A group of 26 journalists has come together to object to the COVID-19 “fearmongering” and the censorship of alternative views by mainstream media and Big Tech platforms since the beginning of the pandemic.
According to the group, the result of the fearmongering and censorship has been the public receiving a “distorted view of the truth.”
The group calls itself “Holding the Line: Journalists Against COVID Censorship.”
It comprises mostly UK-based journalists working at newspapers, broadcasters, and PR companies as staffers or freelancers.
The members were interviewed by Press Gazette, with most preferring to remain anonymous for fear of retribution from their employers.

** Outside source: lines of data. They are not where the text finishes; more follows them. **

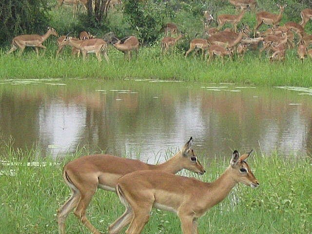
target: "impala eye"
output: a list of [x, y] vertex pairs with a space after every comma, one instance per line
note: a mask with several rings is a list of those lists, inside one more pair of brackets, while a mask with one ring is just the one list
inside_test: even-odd
[[240, 171], [240, 172], [242, 173], [245, 173], [245, 172], [247, 172], [247, 170], [244, 168], [241, 168], [240, 169], [239, 169], [239, 171]]

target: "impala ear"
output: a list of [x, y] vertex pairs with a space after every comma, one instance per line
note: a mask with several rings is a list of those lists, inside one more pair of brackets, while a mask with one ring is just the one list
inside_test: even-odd
[[252, 152], [253, 152], [253, 150], [251, 150], [250, 152], [248, 153], [247, 154], [245, 154], [244, 155], [242, 155], [240, 157], [239, 157], [239, 160], [240, 161], [244, 161], [245, 159], [246, 159], [247, 157], [249, 156], [250, 155], [250, 154], [252, 153]]
[[191, 146], [192, 146], [192, 144], [193, 144], [193, 137], [191, 136], [191, 138], [190, 138], [189, 141], [187, 142], [186, 142], [186, 143], [184, 145], [184, 146], [183, 146], [183, 148], [182, 150], [182, 152], [183, 155], [185, 155], [185, 153], [189, 150], [189, 149], [191, 148]]
[[231, 166], [234, 166], [236, 165], [238, 162], [238, 158], [239, 158], [239, 153], [237, 150], [234, 150], [232, 155], [232, 158], [230, 162], [230, 164]]

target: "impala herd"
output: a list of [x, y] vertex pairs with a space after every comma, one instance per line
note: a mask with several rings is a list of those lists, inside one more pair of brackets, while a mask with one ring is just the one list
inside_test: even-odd
[[59, 234], [65, 234], [65, 221], [73, 210], [92, 234], [100, 234], [86, 216], [98, 188], [117, 193], [125, 207], [109, 226], [110, 234], [120, 233], [128, 224], [126, 234], [140, 234], [152, 207], [176, 214], [183, 234], [197, 234], [197, 219], [225, 198], [236, 184], [259, 185], [245, 161], [252, 151], [241, 156], [234, 151], [229, 167], [212, 183], [176, 176], [183, 169], [199, 175], [206, 172], [192, 148], [193, 140], [191, 137], [175, 156], [158, 165], [110, 155], [83, 156], [68, 162], [63, 178], [72, 195], [58, 210]]
[[[113, 3], [116, 1], [116, 4], [120, 4], [120, 0], [111, 1]], [[312, 49], [309, 49], [310, 45], [312, 44], [312, 35], [306, 33], [304, 29], [306, 24], [312, 19], [312, 9], [305, 9], [301, 12], [301, 21], [300, 23], [290, 21], [280, 25], [286, 5], [279, 5], [278, 14], [264, 11], [256, 13], [256, 23], [253, 31], [248, 25], [243, 23], [241, 24], [242, 28], [238, 30], [237, 25], [244, 17], [246, 11], [251, 10], [255, 11], [256, 2], [254, 0], [229, 0], [229, 1], [240, 12], [236, 15], [219, 15], [216, 19], [217, 26], [212, 27], [210, 25], [214, 20], [214, 17], [208, 11], [204, 11], [204, 37], [191, 40], [190, 48], [185, 53], [185, 58], [194, 50], [197, 52], [201, 50], [202, 59], [206, 59], [209, 55], [209, 62], [215, 56], [219, 56], [223, 63], [223, 58], [225, 56], [228, 56], [232, 59], [235, 54], [242, 59], [244, 54], [248, 49], [256, 50], [260, 45], [259, 57], [263, 51], [266, 51], [267, 53], [270, 53], [270, 61], [280, 60], [284, 62], [286, 50], [294, 48], [296, 46], [295, 40], [296, 40], [297, 51], [300, 60], [303, 61], [307, 57], [312, 59]], [[86, 4], [85, 0], [58, 0], [58, 6], [64, 3], [74, 5], [75, 7], [79, 3], [85, 6]], [[271, 27], [266, 31], [258, 31], [263, 24]], [[227, 28], [221, 31], [226, 24], [232, 24], [232, 28]], [[178, 30], [177, 25], [172, 22], [164, 25], [160, 32], [163, 32], [165, 34], [165, 37], [160, 42], [163, 55], [167, 54], [170, 48], [174, 47], [177, 42], [185, 36], [185, 34]], [[253, 37], [251, 38], [250, 35], [253, 33]], [[88, 54], [93, 53], [96, 54], [99, 61], [102, 60], [102, 55], [108, 61], [107, 52], [110, 42], [117, 50], [123, 53], [125, 58], [127, 56], [129, 60], [132, 57], [133, 51], [136, 53], [136, 56], [138, 53], [139, 41], [134, 36], [126, 38], [122, 41], [115, 37], [111, 37], [104, 40], [95, 38], [96, 37], [89, 33], [83, 31], [80, 33], [78, 38], [69, 37], [68, 35], [58, 38], [56, 31], [49, 27], [46, 33], [43, 35], [24, 35], [14, 38], [12, 41], [12, 48], [7, 53], [10, 54], [19, 49], [20, 55], [21, 55], [25, 48], [29, 46], [34, 47], [39, 55], [39, 48], [45, 50], [46, 47], [42, 43], [51, 35], [58, 38], [57, 40], [58, 45], [56, 52], [57, 57], [61, 53], [64, 46], [69, 45], [72, 48], [72, 55], [79, 57], [81, 53], [84, 60], [86, 58]]]

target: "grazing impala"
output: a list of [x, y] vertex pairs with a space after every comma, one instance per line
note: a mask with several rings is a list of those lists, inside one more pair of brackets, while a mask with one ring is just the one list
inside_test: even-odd
[[124, 54], [125, 58], [126, 55], [128, 54], [128, 59], [130, 61], [131, 58], [131, 53], [133, 51], [136, 52], [136, 56], [138, 54], [139, 42], [136, 37], [131, 36], [128, 38], [123, 43], [121, 43], [121, 40], [118, 39], [117, 43], [113, 44], [113, 45], [119, 51], [121, 51]]
[[245, 161], [251, 153], [240, 156], [234, 151], [230, 166], [212, 183], [148, 171], [122, 176], [118, 179], [116, 191], [126, 211], [110, 226], [109, 233], [119, 233], [130, 223], [126, 233], [139, 234], [154, 207], [176, 214], [183, 234], [198, 234], [198, 219], [225, 198], [236, 184], [252, 188], [259, 185]]
[[69, 45], [80, 50], [82, 54], [82, 58], [84, 60], [86, 59], [87, 54], [95, 54], [98, 60], [101, 61], [101, 54], [102, 53], [106, 61], [109, 61], [108, 57], [106, 54], [107, 44], [103, 39], [80, 40], [66, 37], [60, 45]]
[[79, 34], [79, 39], [80, 40], [87, 40], [88, 39], [93, 39], [97, 37], [92, 35], [90, 32], [83, 31]]
[[312, 19], [312, 9], [306, 8], [301, 11], [300, 17], [301, 18], [300, 25], [304, 27], [308, 21]]
[[46, 40], [50, 35], [58, 37], [58, 33], [53, 28], [48, 27], [48, 31], [44, 35], [31, 34], [20, 35], [13, 38], [12, 40], [12, 47], [8, 51], [7, 54], [10, 54], [18, 49], [20, 49], [20, 55], [21, 55], [26, 46], [34, 47], [37, 55], [39, 55], [39, 48], [42, 48], [44, 50], [46, 47], [42, 45], [42, 43]]
[[174, 157], [163, 163], [151, 165], [138, 160], [109, 155], [84, 156], [72, 161], [64, 167], [63, 178], [72, 194], [58, 211], [59, 234], [65, 234], [65, 221], [74, 209], [75, 215], [93, 234], [100, 233], [86, 216], [86, 210], [98, 188], [115, 191], [117, 179], [124, 175], [139, 170], [150, 170], [175, 174], [186, 169], [199, 175], [205, 171], [191, 147], [193, 138]]
[[234, 31], [237, 31], [237, 23], [240, 21], [245, 14], [245, 10], [243, 10], [238, 15], [220, 15], [218, 16], [218, 28], [220, 29], [225, 23], [229, 23], [233, 25]]
[[224, 48], [223, 46], [218, 45], [212, 45], [208, 48], [206, 54], [207, 53], [209, 54], [208, 63], [214, 58], [215, 55], [216, 55], [221, 57], [221, 60], [222, 64], [223, 64], [224, 58], [226, 55], [228, 55], [230, 59], [232, 59], [233, 55], [233, 50], [232, 48]]
[[284, 6], [280, 5], [279, 8], [280, 11], [278, 15], [272, 14], [267, 11], [261, 11], [256, 15], [256, 19], [257, 23], [256, 24], [254, 30], [254, 36], [255, 36], [255, 33], [262, 23], [267, 24], [268, 25], [273, 25], [276, 26], [279, 23], [283, 16], [283, 12], [284, 12]]
[[173, 47], [176, 45], [176, 41], [183, 36], [183, 34], [180, 34], [176, 38], [171, 37], [165, 37], [160, 42], [161, 51], [166, 54], [170, 47]]
[[208, 42], [206, 39], [202, 39], [200, 38], [195, 38], [191, 41], [190, 43], [190, 49], [185, 53], [185, 58], [188, 55], [191, 53], [194, 49], [201, 49], [201, 59], [204, 58], [205, 51], [208, 48]]

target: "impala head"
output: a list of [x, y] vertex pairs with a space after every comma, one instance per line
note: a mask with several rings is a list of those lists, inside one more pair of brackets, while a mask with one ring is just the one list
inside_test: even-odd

However, some were more than happy to be named, including Sonia Elijah and Karen Harradine, investigative journalists for The Conservative Woman, former BBC journalist Tony Gosling, and Laura Berril, a PR and tech journalist.
The group's mission is to promote a “prejudice-free” environment where journalists can air their concerns and raise awareness on lesser-covered issues.
To them, the media is doing “incredible work.” But there are some failures, especially surrounding COVID reporting, such as “a lack of context for statistics, due coverage for alternative treatments, scrutiny of PCR testing, attention to adverse vaccine reactions, or balanced examinations of the costs of lockdown.”
The group accused the UK media of often publishing “fear-inducing and sometimes inaccurate” reports, which in turn create hostility towards those who would prefer not to get the vaccines.
“It's been unprecedented the way COVID-19 has been reported in the UK but not just in the UK, worldwide,” said Sonia Elijah, one of the members of the group who allowed Press Gazette to mention her name.
“There's only been one official narrative played out in the mainstream media and that has not changed over time.
“There's only been one ‘scientific truth' allowed to be discussed: the one endorsed by worldwide governmental regulatory bodies, even that has been very selective. This has given the public a distorted view of the truth which has been highly damaging.”
Elijah expressed her concern about censorship of information that contradicts the narrative provided by the Trusted News Initiative.
“For a long time, we've been in this dark era of censorship that's been embodied by the Trusted News Initiative which cuts across big tech and all mainstream media,” she said.
“It's been packaged around this war on disinformation or misinformation- where anything that's gone against the official narrative has not just been ‘fact checked' but has been suppressed or removed.”
According to Gosling, the group is championing for balanced debate.
Gosling said: “Our main concern is that there's a very powerful lobby behind many of these COVID measures, including treatment, lack of treatment and vaccines, obviously, but there isn't much of a lobby in the other direction. And I think most of us feel that our employers of various sorts have not been representing both sides.”
Gosling had two of his interviews featuring doctors advocating for early treatment post-diagnosis, the effectiveness of ivermectin, and the dangers of the “experimental” vaccines removed by YouTube.
As an example of the “sometimes inaccurate” coverage, he pointed to a BBC report where the contributor claims the Pfizer jab was “100% safe” for kids between the ages of 12 and 15. It was only after his complaint that the BBC removed the “shocking” and “disgusting” claim and provided a correction.
Gosling added: “My own aim is to provide balance, that's it basically. And also to point out to the public that the journalists don't always get to choose what gets published.
“It's the owners and the editors that have the final say, so we are all of the same mind that we would like to see more journalists being editors and having their own newspapers, having their own TV/radio stations but that's very, very rare. So there's always an editor somewhere just saying no, I don't want this, and particularly through this pandemic that's the way it's been, people have found it difficult to get stories in, and it's been frustrating.”